There is related work of GAMENet by Pablo-Garcia et al. (2023) that should be discussed. More background discussion is required for the introduction. There is a lot of related work, however, terms, jargon, and domain-specific knowledge implied in the paper is not appropriate for this venue. Grammar issues also need to be corrected.

Figure 1 and the discussion of causal perspective does not seem to be necessary. Ultimately, E_ads = E_ads-slab - E_slab (ignoring gas phase), so the models predict the other energies. The errors in the two cancel out, and produce lower MAE. I do not see the connection to causal machine learning, which seems to be the centrepiece of this work, and is also in the title. For example, how does this work connect to Liu et al. (2024)?

The novelty of this work seems to be the comparison of "direct" and "in-direct" predictions. This seems to be an interesting result for a computational chemist in catalysis. However, the models used (EqV2/SCN) are not novel. The authors present new GN, and UN normalization, and claim that it is better than EN, but it seems that Table 2 shows that EN, work from Tran et al. (2023), is better, including for OOD. The work is better suited to a chemistry/catalysis journal than to ICLR.

问题

Discussed in previous section.

审稿意见
3

The paper is focused on improving adsorption energy predictions on the Open Catalyst 2020 dataset.

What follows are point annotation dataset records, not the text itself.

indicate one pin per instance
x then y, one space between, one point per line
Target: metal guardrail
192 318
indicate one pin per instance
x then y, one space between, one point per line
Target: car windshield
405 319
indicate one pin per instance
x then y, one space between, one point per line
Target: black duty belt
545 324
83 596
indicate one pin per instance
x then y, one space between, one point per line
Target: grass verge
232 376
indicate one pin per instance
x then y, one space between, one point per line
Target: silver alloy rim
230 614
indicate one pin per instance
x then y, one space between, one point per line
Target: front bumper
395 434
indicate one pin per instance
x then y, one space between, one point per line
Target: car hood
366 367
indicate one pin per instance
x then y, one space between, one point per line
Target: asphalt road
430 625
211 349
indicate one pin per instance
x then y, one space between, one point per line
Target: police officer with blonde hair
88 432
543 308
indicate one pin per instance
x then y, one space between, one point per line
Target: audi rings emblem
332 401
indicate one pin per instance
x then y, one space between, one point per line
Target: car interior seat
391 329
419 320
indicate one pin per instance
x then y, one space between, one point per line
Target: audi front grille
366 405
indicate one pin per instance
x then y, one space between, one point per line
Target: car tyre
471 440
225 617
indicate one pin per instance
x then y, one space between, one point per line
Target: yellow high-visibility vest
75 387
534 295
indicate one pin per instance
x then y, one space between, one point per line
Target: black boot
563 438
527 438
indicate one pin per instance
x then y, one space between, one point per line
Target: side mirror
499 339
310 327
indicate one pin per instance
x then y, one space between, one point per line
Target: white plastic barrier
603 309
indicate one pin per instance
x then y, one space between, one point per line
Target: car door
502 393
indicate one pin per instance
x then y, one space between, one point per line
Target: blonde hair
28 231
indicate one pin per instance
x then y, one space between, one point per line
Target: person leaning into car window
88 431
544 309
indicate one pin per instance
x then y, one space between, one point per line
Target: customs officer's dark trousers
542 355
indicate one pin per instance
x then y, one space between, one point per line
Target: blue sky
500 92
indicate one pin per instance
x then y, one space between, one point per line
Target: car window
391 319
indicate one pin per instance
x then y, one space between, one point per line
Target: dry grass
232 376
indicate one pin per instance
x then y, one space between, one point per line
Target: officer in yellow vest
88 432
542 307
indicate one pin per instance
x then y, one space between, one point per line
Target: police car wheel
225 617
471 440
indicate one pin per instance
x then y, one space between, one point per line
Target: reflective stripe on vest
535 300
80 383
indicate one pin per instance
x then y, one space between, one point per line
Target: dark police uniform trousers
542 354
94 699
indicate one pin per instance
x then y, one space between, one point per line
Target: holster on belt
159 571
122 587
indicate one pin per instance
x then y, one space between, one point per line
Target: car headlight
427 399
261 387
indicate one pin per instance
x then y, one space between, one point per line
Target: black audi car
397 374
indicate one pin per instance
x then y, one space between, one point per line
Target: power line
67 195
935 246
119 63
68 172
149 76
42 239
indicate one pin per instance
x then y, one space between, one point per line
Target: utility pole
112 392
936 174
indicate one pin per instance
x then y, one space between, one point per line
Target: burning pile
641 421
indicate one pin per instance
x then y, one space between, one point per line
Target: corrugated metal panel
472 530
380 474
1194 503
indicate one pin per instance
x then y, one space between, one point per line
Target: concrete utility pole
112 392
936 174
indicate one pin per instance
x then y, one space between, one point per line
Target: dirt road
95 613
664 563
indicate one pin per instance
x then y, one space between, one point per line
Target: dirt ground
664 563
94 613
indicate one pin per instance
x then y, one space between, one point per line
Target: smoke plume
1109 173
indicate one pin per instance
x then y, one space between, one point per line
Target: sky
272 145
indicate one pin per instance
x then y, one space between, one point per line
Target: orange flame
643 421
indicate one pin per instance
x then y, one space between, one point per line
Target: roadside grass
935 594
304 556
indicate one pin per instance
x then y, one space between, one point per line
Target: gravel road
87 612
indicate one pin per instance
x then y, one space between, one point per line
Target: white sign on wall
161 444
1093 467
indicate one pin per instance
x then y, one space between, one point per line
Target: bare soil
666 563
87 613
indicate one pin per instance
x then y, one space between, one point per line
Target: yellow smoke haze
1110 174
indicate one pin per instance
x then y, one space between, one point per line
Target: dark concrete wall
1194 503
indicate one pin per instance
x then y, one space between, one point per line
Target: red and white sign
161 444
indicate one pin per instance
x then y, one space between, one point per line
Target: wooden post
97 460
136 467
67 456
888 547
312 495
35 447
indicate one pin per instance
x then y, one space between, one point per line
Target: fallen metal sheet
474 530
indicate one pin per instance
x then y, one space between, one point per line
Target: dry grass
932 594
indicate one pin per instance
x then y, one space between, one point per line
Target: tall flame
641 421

The main contributions of the paper are computing adsorption energy via total energy predictions instead of directly predicting the DFT adsorption energy and using a different linear referencing fitting method.

优点

  • The application of ML to catalysis is interesting and timely
  • Adsorption energy is an important property for catalysis and pushing performance closer to chemical accuracy is an important goal
  • Total energy predictions has been shown to work well in other chemical domains such as materials

缺点

  • While I do find the ideas presented in the paper interesting, they might be better suited for a chemistry journal.
  • The rationale for the casual graph in Figure 1 is a bit difficult to understand, while the slab, ads-slab, and adsorbate energies may not be experimentally observable, they can be calculated with DFT and DFT is the ground truth for the Open Catalyst 2020 dataset.
  • It is not clear in the paper that for the “direct” method the adsorption energy label is actually computed using E_ad = E_sys – E_slab – E_gas from DFT values i.e. while the ML model is predicting E_ad directly the label was computed using the various DFT values. It would be helpful to more clearly lay out direct vs indirect approaches including the underlying DFT calculations.
  • A new citation to consider/include is Abdelmaqsoud et al. (https://pubs.rsc.org/en/content/articlepdf/2024/cy/d4cy00615a)
  • OC22 used a different level of DFT theory than OC20 so using those linear references for OC20 will not work (row 5 in Table 2).

问题

  • In table 1 it mentions that “this table includes only the samples for which we could identify the DFT slab structure from the OC20 validation set” can you further explain what was done here?
  • Is table 2 on the test or validation set? If it is the same validation set as table 1, EN-EqV2 performs well on ID and OOD Ads the subsets that were highly filtered compared to OOD Cat and OOD Both.